Pria yang lahir 18 April 1938 di Langsa, Aceh Timur larut dalam pengabdian panjang. Hatinya tergerak ketika bertemu dengan sebuah keluarga petani miskin yang datang melalui program transmigrasi. Dia pun bertekad untuk mencurahkan semua pengetahuan dan ilmu yang ia dapat selama menimba ilmu di IPB untuk masyarakat setempat. Kasim melucuti semua identitas mahasiswa asal kota yang melekat pada dirinya.
Kasim menjalani kehidupan sebagai seorang pria dengan keseharian memakai sandal jepit dan baju lusuh. Ia menjalani peran sebagai warga setempat yang berjalan sejauh puluhan kilometer bersama para petani menuju sawah setiap harinya. Menolong masyarakat Desa Waimital menjadi petani yang mandiri menjadi tekad Kasim.

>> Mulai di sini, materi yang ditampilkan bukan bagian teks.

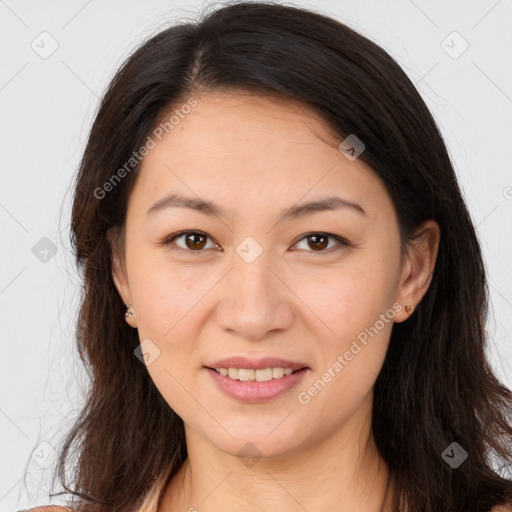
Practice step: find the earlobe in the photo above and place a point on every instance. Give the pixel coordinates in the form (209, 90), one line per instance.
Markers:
(120, 281)
(419, 268)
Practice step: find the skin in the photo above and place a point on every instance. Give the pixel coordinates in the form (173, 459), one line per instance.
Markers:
(254, 156)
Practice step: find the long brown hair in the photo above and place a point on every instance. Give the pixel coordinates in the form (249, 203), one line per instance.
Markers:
(436, 386)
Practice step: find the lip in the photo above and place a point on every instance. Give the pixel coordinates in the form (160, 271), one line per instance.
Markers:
(254, 391)
(256, 364)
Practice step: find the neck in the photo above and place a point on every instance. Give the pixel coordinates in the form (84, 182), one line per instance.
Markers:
(343, 472)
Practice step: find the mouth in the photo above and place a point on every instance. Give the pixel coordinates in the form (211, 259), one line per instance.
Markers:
(256, 375)
(252, 385)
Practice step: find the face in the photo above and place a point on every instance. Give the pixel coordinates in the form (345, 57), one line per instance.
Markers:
(319, 287)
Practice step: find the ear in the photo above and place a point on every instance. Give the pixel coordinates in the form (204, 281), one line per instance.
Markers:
(418, 268)
(119, 274)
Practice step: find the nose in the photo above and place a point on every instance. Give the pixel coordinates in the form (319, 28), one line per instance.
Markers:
(255, 300)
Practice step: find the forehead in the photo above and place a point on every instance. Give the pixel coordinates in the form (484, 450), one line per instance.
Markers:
(236, 145)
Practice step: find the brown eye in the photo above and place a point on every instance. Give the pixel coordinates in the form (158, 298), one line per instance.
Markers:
(318, 242)
(193, 241)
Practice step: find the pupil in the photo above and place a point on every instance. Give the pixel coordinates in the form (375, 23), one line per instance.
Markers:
(316, 238)
(194, 236)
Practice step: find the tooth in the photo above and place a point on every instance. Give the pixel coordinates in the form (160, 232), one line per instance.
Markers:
(277, 372)
(263, 374)
(245, 374)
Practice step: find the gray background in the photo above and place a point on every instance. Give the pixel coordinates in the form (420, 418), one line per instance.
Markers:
(47, 103)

Bersama warga setempat, Kasim juga membuka jalan desa, membangun sawah-sawah baru, membuat irigasi. Hebatnya, pengabdian itu dilakukan Kasim tanpa bantuan satu sen pun dari pemerintah. Dia membangkitkan semangat masyarakat untuk bergotong-royong. Kasim peduli pada petani lebih dari dirinya sendiri. Dia pun mendapat kasih sayang dari semua orang.
Karena dedikasinya dan sosoknya yang menghargai kesederhanaan, kedermawanan, dan memikiki tutur kata yang lembut, Kasim mendapat penghargaan dengan sapaan Antua. Sebuah sebutan bagi orang yang dihormati di Waimital. Kasim yang seharusnya hanya menjalani KKN tiga bulan di Waimital, tetap memilih tinggal di desa itu. Dia merasa tugasnya belum selesai.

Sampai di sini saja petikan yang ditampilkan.